Advanced classifiers

Besides ex_fuzzy.evolutionary_fit.BaseFuzzyRulesClassifier, it is possible to use the classifiers in the ex_fuzzy.classifiers module, which contains classifiers that take the base classifier and combine it with other techniques. There are two main additions to the base classification class: rule mining using support, confidence and lift measures; and using a double genetic tuning, so that first a large number of rules can be considered as potential good rules, and then the second optimization step choose the best combination of them.

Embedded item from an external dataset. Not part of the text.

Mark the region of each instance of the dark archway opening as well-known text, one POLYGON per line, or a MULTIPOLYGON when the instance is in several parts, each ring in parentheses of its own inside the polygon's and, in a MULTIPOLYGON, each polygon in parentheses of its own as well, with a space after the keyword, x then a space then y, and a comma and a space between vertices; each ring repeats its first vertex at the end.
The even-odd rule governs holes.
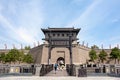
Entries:
POLYGON ((57 59, 57 63, 59 66, 65 65, 65 59, 63 57, 59 57, 57 59))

The three kind of classifiers are:

  1. ex_fuzzy.classifiers.RuleMineClassifier: first mines the rules by checking all the possible combinations of antecedents. It looks for rules that present a minumum of the quality measures, (support, confidence and lift) and then uses them as candidate rules to find an optimal subset of them.

  2. ex_fuzzy.classifiers.FuzzyRulesClassifier: performs a double genetic optimization. First, it finds a good rule base and then it uses it as the initial population for another round of genetic optimization.

  3. ex_fuzzy.classifiers.RuleFineTuneClassifier: combines both previous approaches. First, searchs for all rules that hold the quality metrics. Then, uses them as candidate rules and finds a good subset of them. Finally, uses that rulebase as initial population for another round of genetic optimization, which gives the final result.

Support, Confidence and lift

  1. Support: The definition of support is the percentage of appearance of the antecedent of a rule in the whole dataset. We compute it as the average of the membership values of that antecedent in each sample for the dataset. The membership for each sample to that antecedent is computed using the minimum t-norm in this case.

  2. Confidence: is the ratio between the support of an antecedent for a particular class and for the whole dataset.

  3. Lift: is the ratio between the confidence and the expected confidence. It is computed as the ratio between the confidence of the rule and the percentage of samples of the rule class in the dataset.